The top programs usually do not accept transfer credits, although sometimes you can skip required core courses and choose electives instead. You will need to research this on a program-by-program basis. If you stay at your master's institution for the PhD, the courses usually will
transfer, and you can go directly to your dissertation work.
For you to understand why PhD programs often don't allow credits to transfer, you need to fully understand the process of earning the degree. The first two years (the ones you want to bypass, I assume) are filled with required and elective courses which ensure that everyone progressing toward the degree has the same core knowledge, more or less. You would work with different faculty members during that time so you can choose your advisor (and vice versa) and your dissertation topic. The first two years usually culminate in general/comprehensive exams, which test your knowledge in required areas and which evaluate a written proposal for your dissertation research. Depending on the program, these exams can be written, oral, or both.
Often, you can ask to be tested on a core knowledge area without having taken the course at that institution. Since some programs have a limit to the number of times a student can fail these exams and still remain in the program, you have to be confident you can pass (even if you don't) the first time around.

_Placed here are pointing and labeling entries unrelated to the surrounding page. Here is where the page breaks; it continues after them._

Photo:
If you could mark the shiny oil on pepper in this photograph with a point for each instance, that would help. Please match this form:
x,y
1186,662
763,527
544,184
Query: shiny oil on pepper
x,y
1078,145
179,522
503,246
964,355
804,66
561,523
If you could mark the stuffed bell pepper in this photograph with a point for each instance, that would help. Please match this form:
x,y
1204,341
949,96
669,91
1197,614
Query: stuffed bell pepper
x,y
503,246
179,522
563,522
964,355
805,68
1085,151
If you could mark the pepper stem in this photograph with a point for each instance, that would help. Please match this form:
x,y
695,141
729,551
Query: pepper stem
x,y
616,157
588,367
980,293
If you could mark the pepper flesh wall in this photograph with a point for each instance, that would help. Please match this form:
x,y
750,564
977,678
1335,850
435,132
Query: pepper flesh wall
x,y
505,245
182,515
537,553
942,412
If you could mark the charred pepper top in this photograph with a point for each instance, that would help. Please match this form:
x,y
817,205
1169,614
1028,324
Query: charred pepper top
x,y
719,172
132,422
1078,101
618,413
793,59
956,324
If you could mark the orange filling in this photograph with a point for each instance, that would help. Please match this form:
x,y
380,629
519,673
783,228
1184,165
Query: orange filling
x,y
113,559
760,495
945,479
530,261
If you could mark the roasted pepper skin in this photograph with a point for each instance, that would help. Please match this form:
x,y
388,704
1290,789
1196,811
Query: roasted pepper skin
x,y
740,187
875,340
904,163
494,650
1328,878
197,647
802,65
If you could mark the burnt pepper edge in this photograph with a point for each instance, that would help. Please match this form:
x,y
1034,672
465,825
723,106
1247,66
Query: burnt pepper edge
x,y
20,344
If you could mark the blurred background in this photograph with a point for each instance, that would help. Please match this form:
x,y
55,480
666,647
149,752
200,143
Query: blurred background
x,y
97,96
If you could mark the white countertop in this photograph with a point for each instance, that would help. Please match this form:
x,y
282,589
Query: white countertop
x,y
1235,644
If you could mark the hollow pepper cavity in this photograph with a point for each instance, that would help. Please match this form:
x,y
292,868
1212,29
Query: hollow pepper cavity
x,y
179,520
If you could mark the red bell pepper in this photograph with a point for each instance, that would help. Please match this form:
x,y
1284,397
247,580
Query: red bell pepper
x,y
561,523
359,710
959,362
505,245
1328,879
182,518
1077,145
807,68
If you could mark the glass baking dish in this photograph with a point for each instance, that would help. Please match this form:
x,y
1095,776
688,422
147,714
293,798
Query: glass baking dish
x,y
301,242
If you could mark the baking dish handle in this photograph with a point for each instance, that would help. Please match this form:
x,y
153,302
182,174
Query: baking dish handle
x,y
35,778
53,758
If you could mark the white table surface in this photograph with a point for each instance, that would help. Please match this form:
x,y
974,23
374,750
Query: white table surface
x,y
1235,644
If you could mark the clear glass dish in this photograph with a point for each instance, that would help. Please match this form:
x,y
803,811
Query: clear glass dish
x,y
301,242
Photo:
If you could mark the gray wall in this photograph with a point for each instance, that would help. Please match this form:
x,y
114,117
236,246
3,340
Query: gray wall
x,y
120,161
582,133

The length of time to a PhD varies, both individually and by program and field. It's entirely possible for a student in some fields to start at the beginning and earn a PhD in four years. If you can get some requirements waived so you take only one year of classes, then you might get your PhD in three years; however, you cannot count on it, even with a year's worth of transfer credits. You earn a PhD when you've completed significant research, expressed in a written dissertation, that is approved by both your advisor and the program. You don't decide when you are ready to defend; your advisor does.
I know this is probably more information than you needed or wanted.